Galaxy Tab S2I’m a fan of small tablets. When Samsung released the first Galaxy Tab (way back when I was still at IBM Research), I thought the 7″ form factor was a strange choice: it wasn’t as portable as a phone, and yet it didn’t offer as much screen space as the recently released iPad. But we got one to experiment with at work, and I discovered I really liked the size. It was great for reading, with a combination of lightness and weight distribution that made it very easy to hold one-handed, while still offering full access to email, web browsing, etc. in a way that a Kindle e-reader (which has a similar form factor) does not.

When Amazon released the first Kindle Fire, I went ahead and pre-ordered one. While the Kindle Fire was slightly constrained in its functionality (let’s face it, the email and web browser were mediocre at best, and the thing was pretty pokey), reading Kindle books was my primary use case for a 7″ tablet (and it was inexpensive to boot). And I liked it; even now it’s still totally usable.

When I went to replace the Fire, I opted for a regular Android device for access to the Google Play Store.
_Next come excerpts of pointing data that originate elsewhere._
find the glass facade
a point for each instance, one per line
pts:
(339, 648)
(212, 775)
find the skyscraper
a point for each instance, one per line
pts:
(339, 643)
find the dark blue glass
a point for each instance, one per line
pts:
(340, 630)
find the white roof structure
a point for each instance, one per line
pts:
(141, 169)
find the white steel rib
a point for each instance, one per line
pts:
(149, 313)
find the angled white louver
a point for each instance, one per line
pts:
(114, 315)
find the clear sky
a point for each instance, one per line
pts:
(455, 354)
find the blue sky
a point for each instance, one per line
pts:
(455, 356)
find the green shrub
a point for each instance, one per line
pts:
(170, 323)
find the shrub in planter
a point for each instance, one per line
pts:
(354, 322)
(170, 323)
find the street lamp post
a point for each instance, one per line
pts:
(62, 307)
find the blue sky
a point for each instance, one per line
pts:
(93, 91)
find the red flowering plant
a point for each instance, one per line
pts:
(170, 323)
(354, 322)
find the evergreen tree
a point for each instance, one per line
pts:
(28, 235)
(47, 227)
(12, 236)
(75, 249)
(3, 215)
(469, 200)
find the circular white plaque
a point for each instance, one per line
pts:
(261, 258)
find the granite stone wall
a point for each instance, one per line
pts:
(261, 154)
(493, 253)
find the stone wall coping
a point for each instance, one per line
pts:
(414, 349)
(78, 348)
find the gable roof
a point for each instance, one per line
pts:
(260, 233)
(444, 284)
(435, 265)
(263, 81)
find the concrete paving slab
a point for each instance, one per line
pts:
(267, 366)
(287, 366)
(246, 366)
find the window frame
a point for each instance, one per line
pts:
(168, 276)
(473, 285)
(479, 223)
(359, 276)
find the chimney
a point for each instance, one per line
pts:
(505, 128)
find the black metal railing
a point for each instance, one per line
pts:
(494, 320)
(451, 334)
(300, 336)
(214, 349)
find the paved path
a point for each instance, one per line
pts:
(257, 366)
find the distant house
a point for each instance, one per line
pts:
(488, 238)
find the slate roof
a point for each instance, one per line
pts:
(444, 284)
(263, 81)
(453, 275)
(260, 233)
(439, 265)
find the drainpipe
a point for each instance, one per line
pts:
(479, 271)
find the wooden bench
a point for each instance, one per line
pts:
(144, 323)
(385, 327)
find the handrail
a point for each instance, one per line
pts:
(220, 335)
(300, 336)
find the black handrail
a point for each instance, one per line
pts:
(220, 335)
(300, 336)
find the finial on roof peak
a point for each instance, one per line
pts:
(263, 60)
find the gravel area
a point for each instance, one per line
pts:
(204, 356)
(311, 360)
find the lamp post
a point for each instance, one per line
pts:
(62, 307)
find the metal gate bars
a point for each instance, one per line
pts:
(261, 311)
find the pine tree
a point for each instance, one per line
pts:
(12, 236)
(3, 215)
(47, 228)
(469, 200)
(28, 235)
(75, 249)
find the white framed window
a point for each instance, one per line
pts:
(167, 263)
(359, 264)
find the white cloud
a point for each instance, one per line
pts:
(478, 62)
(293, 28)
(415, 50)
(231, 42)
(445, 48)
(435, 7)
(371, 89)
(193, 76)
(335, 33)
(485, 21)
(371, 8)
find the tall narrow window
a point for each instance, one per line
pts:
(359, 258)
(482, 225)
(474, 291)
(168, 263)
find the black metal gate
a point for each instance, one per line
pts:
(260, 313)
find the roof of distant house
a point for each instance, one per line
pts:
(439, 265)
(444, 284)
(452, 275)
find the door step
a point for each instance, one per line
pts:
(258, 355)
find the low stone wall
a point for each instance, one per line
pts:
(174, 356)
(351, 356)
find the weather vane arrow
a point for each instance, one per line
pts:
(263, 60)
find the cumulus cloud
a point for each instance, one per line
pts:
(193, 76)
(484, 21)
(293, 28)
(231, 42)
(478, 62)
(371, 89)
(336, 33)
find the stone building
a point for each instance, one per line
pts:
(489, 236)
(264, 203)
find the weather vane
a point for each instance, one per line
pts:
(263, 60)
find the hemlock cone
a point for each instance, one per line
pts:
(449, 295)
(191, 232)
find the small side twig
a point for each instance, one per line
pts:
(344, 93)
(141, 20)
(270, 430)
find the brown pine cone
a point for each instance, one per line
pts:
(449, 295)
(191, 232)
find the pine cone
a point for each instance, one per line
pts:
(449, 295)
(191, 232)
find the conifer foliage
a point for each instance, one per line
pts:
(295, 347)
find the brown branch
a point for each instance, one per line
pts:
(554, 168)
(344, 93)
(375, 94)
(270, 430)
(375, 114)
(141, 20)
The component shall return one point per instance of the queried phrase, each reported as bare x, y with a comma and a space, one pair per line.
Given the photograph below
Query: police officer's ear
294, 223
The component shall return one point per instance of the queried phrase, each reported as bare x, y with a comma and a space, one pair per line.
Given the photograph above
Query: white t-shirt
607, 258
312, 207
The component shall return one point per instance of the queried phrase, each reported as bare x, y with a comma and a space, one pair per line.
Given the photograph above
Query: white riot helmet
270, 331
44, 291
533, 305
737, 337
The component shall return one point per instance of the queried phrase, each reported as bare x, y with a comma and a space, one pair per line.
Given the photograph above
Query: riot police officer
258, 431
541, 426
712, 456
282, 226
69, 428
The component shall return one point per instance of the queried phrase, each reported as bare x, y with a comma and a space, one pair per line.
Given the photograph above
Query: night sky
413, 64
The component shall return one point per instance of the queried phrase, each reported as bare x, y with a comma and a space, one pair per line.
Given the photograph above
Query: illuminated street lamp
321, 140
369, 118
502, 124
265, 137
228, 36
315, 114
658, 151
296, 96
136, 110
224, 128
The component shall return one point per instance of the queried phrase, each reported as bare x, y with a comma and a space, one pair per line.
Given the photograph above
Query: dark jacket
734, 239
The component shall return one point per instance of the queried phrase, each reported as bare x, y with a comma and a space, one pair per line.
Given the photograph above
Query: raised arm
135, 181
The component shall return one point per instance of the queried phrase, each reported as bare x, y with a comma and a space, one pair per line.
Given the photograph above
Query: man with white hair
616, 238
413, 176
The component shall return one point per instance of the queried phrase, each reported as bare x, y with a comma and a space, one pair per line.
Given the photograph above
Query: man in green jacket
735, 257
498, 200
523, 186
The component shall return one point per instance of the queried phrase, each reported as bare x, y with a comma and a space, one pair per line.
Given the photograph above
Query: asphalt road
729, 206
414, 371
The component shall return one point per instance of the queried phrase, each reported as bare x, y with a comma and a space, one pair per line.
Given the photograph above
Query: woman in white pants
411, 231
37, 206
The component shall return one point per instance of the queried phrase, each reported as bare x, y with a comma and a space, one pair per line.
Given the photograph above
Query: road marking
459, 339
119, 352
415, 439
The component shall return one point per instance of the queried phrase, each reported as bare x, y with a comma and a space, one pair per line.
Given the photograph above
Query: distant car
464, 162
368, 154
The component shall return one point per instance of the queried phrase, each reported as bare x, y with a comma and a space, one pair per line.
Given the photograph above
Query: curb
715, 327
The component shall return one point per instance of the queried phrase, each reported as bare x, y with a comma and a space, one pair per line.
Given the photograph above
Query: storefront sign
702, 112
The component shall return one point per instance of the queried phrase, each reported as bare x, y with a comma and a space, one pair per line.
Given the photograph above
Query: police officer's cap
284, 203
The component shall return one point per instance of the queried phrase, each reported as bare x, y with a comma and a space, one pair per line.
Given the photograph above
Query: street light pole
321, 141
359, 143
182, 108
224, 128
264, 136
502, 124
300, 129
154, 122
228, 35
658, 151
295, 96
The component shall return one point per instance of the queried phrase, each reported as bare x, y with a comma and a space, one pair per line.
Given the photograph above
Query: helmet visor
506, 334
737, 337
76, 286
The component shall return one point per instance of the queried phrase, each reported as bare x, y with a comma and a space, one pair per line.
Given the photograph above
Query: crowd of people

I’d recently joined Samsung, so I bought a Note 8.0 (the tablet, not the recently released phone). That device served me well for several years, but when I went to upgrade I decided to switch to something with more regular Android updates: the Nexus 7 (the 2013 version). Even though it was released the same year as the Note 8.0, Google had been providing updates to the latest and greatest Android version, so it served me well for another couple of years. But Google stopped providing updates with Marshmallow, so this year I went looking for another new small tablet.

Sadly, while I’m a big fan of the form factor, it seems the marketplace as a whole is not. Samsung released the Tab S3 this year only in the larger, 9.7″ form factor. Apple seems to be de-emphasizing small tablets as well; the iPad mini 4 is now over 2 years old, and there are rumors that Apple won’t release another one. In the end I opted for an 8″ Galaxy Tab S2. Samsung quietly bumped the internals in the summer of 2016, so it’s still relatively up-to-date. I like it: it’s fast, the screen looks great, and it’s very light. But it’s probably only got another year of OS updates (at most), and I’m not sure what I’ll do then.

So although small tablets might be getting squeezed by large tablets and increasingly large phones, I still think there’s value in the 7-8″ form factor. It’s great for reading, highly portable, and to mind the best choice for one-handed use. Have you ever tried to read in bed with a 9-10″ tablet? It’s ridiculous. And reading long-form content off an 18:9 aspect ratio phone? Ugh. Give me a small tablet any day. Every day. Please.